Korean Marital Relationships: A Confucian past and Present

During entertainment shows or talk shows in Korea, most male entertainers who are married pretend to be unsatisfied as they talk about their wives and married lives. When female entertainers who are married talk about traditional family celebrations on TV shows, they are stressed out because they argue with their husbands about traditional family celebrations. The family system, as defined by ancient Confucius philosophy, has two noticeable impacts on current Korean marital relationships: a patriarchal hierarchy and traditional family celebrations.

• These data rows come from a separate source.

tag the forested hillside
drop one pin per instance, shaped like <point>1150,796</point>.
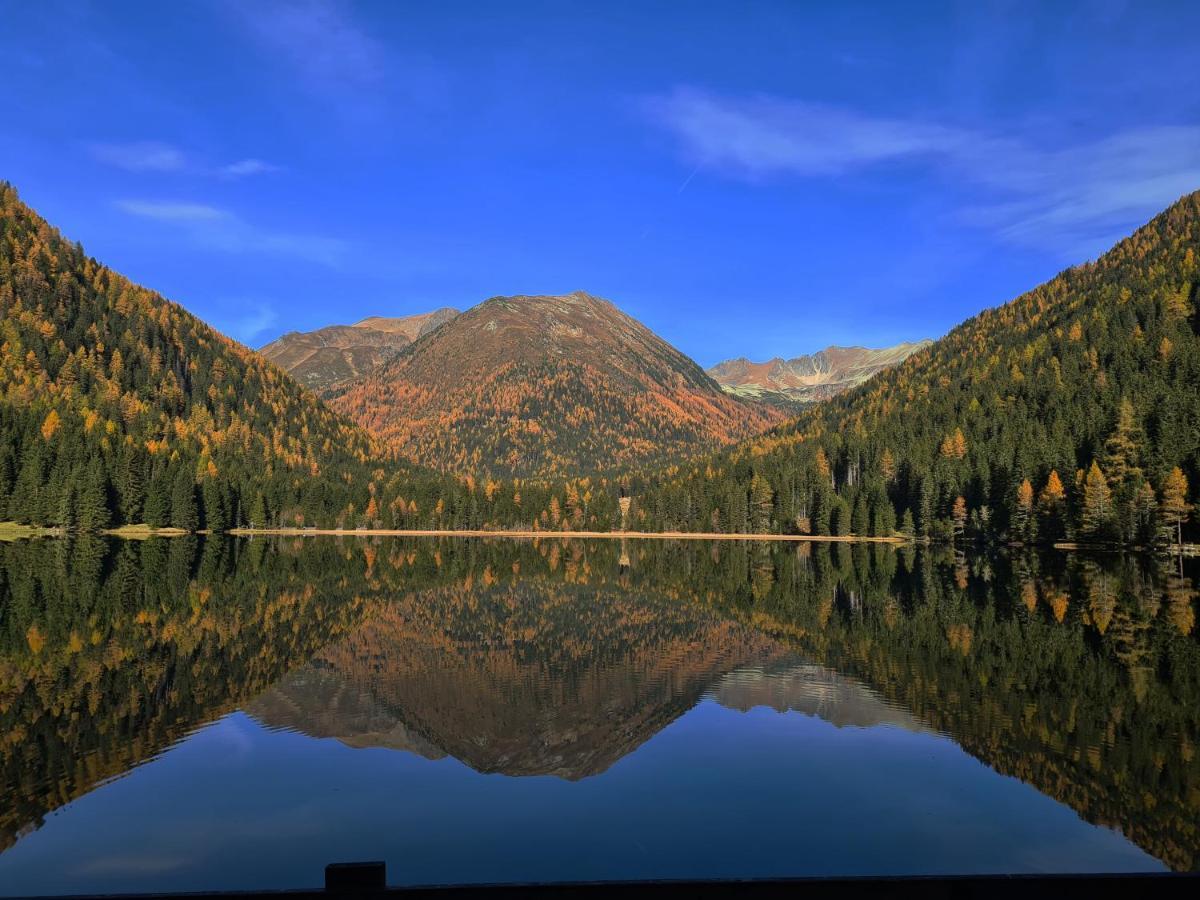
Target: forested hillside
<point>119,407</point>
<point>546,387</point>
<point>336,353</point>
<point>1071,412</point>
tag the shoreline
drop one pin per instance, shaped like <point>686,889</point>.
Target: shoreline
<point>527,534</point>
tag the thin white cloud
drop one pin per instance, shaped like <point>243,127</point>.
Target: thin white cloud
<point>1072,198</point>
<point>762,136</point>
<point>220,229</point>
<point>319,40</point>
<point>247,167</point>
<point>141,156</point>
<point>172,211</point>
<point>162,157</point>
<point>245,319</point>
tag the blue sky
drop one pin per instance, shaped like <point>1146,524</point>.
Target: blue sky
<point>748,179</point>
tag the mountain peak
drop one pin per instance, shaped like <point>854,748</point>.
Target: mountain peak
<point>541,384</point>
<point>323,358</point>
<point>811,377</point>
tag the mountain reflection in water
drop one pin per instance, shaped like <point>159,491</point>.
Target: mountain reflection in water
<point>1080,677</point>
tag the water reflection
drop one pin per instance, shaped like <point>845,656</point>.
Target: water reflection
<point>1080,677</point>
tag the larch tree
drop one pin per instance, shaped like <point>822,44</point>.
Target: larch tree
<point>1175,508</point>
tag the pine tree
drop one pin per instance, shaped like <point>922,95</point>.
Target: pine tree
<point>761,499</point>
<point>1024,526</point>
<point>859,523</point>
<point>130,489</point>
<point>93,499</point>
<point>183,502</point>
<point>1051,507</point>
<point>959,516</point>
<point>156,510</point>
<point>215,516</point>
<point>1096,517</point>
<point>1175,508</point>
<point>257,511</point>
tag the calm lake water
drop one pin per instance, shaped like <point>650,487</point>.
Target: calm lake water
<point>180,715</point>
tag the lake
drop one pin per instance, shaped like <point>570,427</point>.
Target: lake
<point>217,714</point>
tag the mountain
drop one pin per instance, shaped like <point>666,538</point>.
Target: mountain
<point>817,376</point>
<point>1069,412</point>
<point>546,385</point>
<point>337,353</point>
<point>119,407</point>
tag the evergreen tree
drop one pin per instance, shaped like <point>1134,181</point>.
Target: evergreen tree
<point>859,523</point>
<point>1175,507</point>
<point>1096,517</point>
<point>215,516</point>
<point>156,511</point>
<point>761,499</point>
<point>93,499</point>
<point>183,502</point>
<point>1024,525</point>
<point>1053,508</point>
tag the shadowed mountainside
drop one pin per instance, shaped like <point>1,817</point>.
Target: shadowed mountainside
<point>546,385</point>
<point>336,353</point>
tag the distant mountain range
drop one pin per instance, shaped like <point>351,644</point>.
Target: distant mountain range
<point>817,376</point>
<point>323,358</point>
<point>545,385</point>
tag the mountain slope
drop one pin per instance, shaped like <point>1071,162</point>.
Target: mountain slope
<point>118,406</point>
<point>545,385</point>
<point>1072,411</point>
<point>337,353</point>
<point>817,376</point>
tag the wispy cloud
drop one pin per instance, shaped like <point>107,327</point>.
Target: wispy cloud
<point>1069,197</point>
<point>172,211</point>
<point>141,156</point>
<point>225,231</point>
<point>319,40</point>
<point>247,167</point>
<point>157,156</point>
<point>246,319</point>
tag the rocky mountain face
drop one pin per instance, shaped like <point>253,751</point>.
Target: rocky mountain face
<point>546,385</point>
<point>817,376</point>
<point>323,358</point>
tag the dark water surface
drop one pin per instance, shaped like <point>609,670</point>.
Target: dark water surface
<point>180,715</point>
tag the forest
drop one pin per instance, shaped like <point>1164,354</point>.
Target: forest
<point>1068,414</point>
<point>1071,413</point>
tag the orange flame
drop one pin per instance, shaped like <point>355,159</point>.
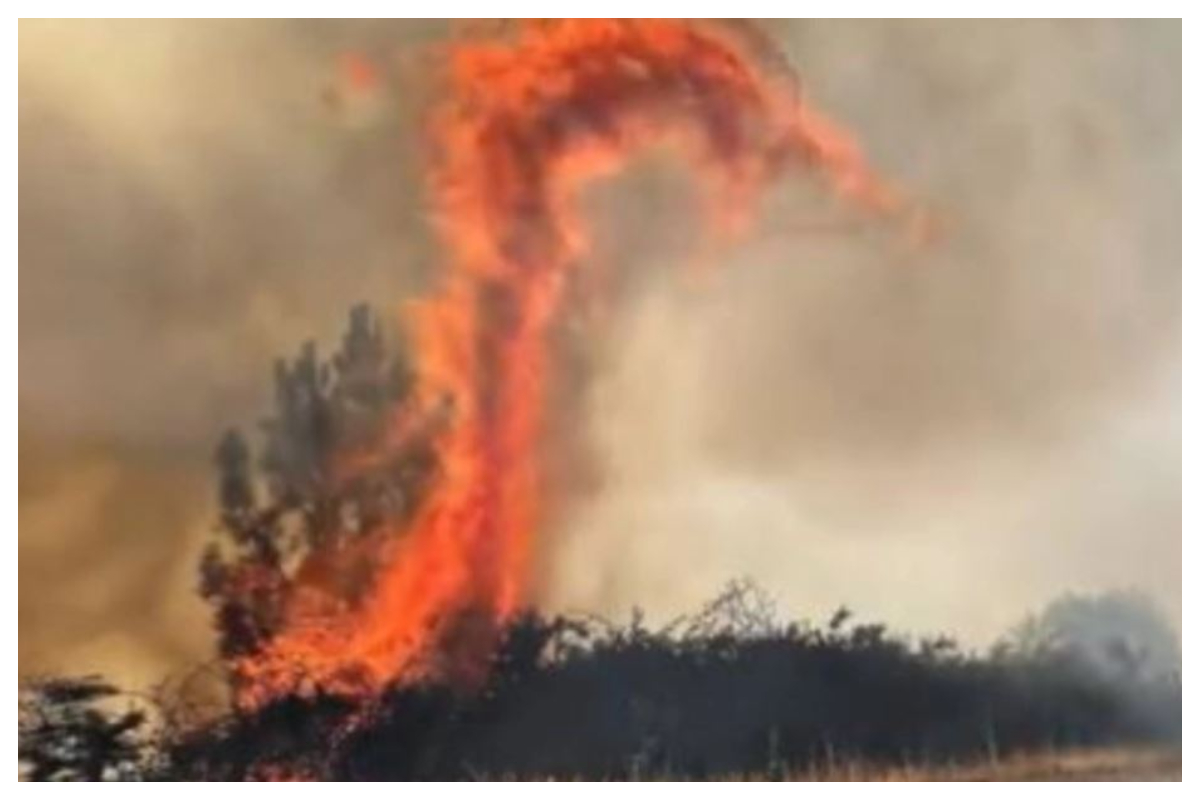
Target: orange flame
<point>525,125</point>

On a TV show, one chef had gotten married a few days prior and the other married men advised him that his happiness would not last long. In this way, married men pretend to be unsatisfied when they talk about their married lives. This originated from the Joseon Dynasty, about 500 years ago. Confucianism, Chinese philosophy, was the ruling principle in the Joseon Dynasty, so the period was influenced heavily by Confucianism.

In Confucianism, there were the five constant virtues: righteousness, benevolence, propriety, wisdom, and sincerity. At that time, propriety meant modesty. People were not allowed to show off or talk about themselves and this view has lasted until this century. Today most Koreans do not like showing off.

On family traditional celebrations, especially Korean Thanksgiving and New Year’s, a man and wife argue with each other over whether they should go to the husband’s house first or the wife’s. If they go to the husband’s house, the woman should prepare food for ancestral rites. While wives make traditional food, the only thing that husbands do is to watch TV or sleep which causes more argument.

Also, in Confucianism, there were three basic principles in human relations. There were relationships between ruler and minister, father and son, and husband and wife. The minister should serve the ruler, the son should serve the father, and the wife should serve the husband. After a woman got married she was no longer a member of her own family but rather considered a member of the husband’s house. Married women could not go to their family’s house and they were expected to help with the memorial service for ancestors in the in-law’s home.

These days, young people have been taught in school that all people are equal and that men and women should be treated equally. The Joseon Dynasty disappeared and the traditional patriarchal system weakened with the urbanization process, but Confucianism is still deep-rooted in the society. It is revealed by the entertainers and the situation where a husband and wife argue with each other on traditional family celebrations.